SXSW Isn't for Backend Devs Anymore

During my time at the interactive portion of SXSW, I was looking for great technical panels on practical ways to improve my technical skills. While I found a bunch of panels that addressed some interesting issues, I don’t think I saw any server side code the entire time I was there. There were a number of great CSS and HTML5 talks, but aside from the PHP workshop that was listed at the wrong time in the booklet, I found no practical talks for backend developers.

Over the past couple years, it seems like there has definitely been a shift in how sxsw views technical talks. Two years ago, there were developers presenting great content on how to structure APIs, write great PHP, and develop iPhone / Android Apps. This year, the php workshop had the incorrect time printed in the booklet. The technical talks this year seemed be designed for the nontechnical. The discussions around scaling included big names quoting scaling statistics that are sure to be taken out of context and read as homily by technical managers everywhere. The Android Developer meetup was almost completely devoid of Android devs, just sharks looking for them, myself included. The panel on the death of the RDBMS painted a rosy picture of what databases could be, but did not include a mention of a single technology that fit the presenter’s pipe dream.

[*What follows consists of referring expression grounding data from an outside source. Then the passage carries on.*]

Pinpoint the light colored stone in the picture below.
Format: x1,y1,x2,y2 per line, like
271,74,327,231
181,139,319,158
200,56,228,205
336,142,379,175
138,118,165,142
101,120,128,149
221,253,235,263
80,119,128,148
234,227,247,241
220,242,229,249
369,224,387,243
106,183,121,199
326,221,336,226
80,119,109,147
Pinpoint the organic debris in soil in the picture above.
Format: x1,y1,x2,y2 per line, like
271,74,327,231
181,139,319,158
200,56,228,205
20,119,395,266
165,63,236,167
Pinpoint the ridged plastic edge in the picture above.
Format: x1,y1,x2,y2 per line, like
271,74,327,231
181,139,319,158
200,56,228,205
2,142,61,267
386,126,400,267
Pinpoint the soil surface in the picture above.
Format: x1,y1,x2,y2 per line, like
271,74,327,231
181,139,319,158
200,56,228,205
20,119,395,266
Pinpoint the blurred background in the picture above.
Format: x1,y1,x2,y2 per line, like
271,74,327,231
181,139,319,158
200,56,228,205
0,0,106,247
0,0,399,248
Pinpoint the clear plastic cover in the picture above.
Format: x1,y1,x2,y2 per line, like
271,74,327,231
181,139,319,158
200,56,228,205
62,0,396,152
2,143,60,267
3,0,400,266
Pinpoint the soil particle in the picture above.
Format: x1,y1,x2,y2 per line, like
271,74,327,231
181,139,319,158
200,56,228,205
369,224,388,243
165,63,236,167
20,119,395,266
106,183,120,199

The ubiquitousness of the term social media at SXSW leaves me with one conclusion. SXSW has changed from a gathering that was about people doing cool stuff to a group of people talking about stuff they think is cool right now. There has been a lot of discussion on conversation, but not much conversation on how to create things worth talking about.

Mar 16th, 2011

The Progress Bar Pysch

A classic UX problems is communicating to users how long they’ll have to wait before their task completes. A spinner or progress bar provides feedback that the system is, in fact, doing something, and how long that task may take. Psychologically, progress bars create tension while progressing, and resolution when completed.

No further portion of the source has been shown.